Tuesday, September 22, 2009

Incentive Compensation Restrictions Will Not Accomplish Their Goals: Incentive Bonuses Only Identify Risk Taking Employees

Limiting incentive compensation will hinder employers from finding risk takers to hire or weed out.

One of the common myths of the causes of the past financial crisis in mortgage derivatives is that incentive bonus compensation contributed to undue risk by an excessive amount of improper mortgage lending to borrowers who could not afford their mortgage payments. Additionally, many argue that the incentive pay led to easy credit and an unsustainable housing bubble.

There is not any decisive research to show that incentive compensation caused excessive risk taking at financial institutions. Most research has been unable to substantiate this common narrative. (See Jeffrey Friedman article mentioned in my ealier post, "Debunking Bonuses, Irrationality And Capitalism As Causes Of The Economic Crisis.")

Fist of all, the issue is not the risk taking of the employees but the change in their risk behavior due to the compensation structure. Research to substantiate incentive compensation as a cause of excessive risk taking would need a measure of the employee's risk profile before and after exposure to incentive bonus compensation to measure a change due to incentive bonus compensation.

There is the obvious signaling/selection problem. Companies make their compensation structure known during the pre-hiring and hiring process. Anyone applying to the job is attracted to the idea of uncertain compensation based on performance and is already an above average risk taker. The bonus does not entice them to take on excessive risk. It identifies them. The payment structure is a signal to applicants that above average risk takers have a higher probability of hire.

If it is true, that incentive compensation is a signal to identify above average risk takers, then eliminating incentive bonus compensation removes the identification and filtering process. Excessive risk takers will remain in the applicant pool for all related finance and banking jobs. They will apply and find jobs where risk takers are unwanted. We have asymmetric information. Some applicants know they take excessive risk, but employers will not be able to identify them and will hire some of them. Employers who seek risk-taking employees might adopt some other signal or means to attract and find above average risk taking employees. If desired, they will still staff certain positions with personnel prone to excessive risk. Behavior in these risky areas of a financial institution will behave as if there were incentive compensation in place and take a lot of institutional risk.

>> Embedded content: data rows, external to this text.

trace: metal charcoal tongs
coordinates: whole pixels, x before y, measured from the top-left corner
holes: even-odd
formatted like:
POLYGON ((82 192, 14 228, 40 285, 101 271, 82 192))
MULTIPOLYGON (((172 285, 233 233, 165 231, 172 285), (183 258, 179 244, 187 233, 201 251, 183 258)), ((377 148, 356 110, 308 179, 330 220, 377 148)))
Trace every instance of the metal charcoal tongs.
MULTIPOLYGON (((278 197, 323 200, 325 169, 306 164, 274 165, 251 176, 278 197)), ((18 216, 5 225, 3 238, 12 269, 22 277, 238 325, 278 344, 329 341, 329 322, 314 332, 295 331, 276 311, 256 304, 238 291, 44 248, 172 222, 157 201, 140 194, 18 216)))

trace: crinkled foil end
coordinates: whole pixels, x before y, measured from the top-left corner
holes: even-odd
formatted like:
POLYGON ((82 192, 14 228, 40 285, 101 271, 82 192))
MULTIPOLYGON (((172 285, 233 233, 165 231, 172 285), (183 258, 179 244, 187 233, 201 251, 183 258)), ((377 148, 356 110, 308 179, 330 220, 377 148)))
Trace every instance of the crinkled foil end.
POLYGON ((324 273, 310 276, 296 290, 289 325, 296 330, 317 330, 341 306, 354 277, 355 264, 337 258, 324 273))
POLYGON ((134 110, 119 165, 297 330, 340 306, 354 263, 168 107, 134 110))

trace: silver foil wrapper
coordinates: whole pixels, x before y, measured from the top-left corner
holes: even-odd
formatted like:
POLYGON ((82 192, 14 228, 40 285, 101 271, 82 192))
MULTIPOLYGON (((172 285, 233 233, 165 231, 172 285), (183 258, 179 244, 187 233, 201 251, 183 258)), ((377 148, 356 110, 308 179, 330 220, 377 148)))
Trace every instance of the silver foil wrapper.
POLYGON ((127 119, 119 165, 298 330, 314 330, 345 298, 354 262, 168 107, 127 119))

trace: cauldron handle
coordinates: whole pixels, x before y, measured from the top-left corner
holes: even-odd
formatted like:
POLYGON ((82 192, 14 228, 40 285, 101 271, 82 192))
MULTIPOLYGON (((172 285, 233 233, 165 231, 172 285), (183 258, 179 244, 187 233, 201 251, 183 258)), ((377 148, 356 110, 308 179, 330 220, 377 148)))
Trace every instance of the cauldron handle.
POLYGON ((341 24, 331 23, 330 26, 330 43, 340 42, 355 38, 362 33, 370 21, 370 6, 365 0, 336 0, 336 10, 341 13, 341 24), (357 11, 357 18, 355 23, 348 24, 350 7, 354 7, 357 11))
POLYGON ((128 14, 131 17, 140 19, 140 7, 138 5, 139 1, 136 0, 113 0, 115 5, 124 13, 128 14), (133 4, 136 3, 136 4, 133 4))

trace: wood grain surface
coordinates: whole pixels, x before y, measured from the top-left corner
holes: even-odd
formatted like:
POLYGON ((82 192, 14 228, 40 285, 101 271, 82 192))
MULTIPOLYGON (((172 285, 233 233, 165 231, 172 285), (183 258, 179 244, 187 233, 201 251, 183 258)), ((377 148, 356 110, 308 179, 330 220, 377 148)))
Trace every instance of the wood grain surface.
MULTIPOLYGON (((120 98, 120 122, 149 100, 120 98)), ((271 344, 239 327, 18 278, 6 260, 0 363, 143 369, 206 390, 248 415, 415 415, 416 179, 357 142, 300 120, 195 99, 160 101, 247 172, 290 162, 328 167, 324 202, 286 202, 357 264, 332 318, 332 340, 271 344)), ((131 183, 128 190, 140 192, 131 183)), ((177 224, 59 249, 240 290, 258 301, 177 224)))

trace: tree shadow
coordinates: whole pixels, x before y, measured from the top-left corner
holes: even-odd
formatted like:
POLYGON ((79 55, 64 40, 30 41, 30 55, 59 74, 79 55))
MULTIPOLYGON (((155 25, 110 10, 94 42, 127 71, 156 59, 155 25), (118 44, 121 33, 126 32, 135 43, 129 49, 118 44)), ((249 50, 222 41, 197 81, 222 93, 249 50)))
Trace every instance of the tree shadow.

Additionally, some of the personnel employed in non-risky positions will have an excessive risk profile because they will have applied to jobs believing the openings were for high risk taking individuals. Compensation structure without incentive bonuses will not distinguish employers seeking risk-taking employees from those seeking non-risk taking employees. Employees will lack job risk characteristics and information. Once employed, these employees will promote excessive risk taking in average and below average risk taking organizations. These companies might not be prepared for these excessive risk takers. Eliminating incentive compensation may only cause problems for a slew of companies and jobs that are unprepared for and unused to risk taking employees.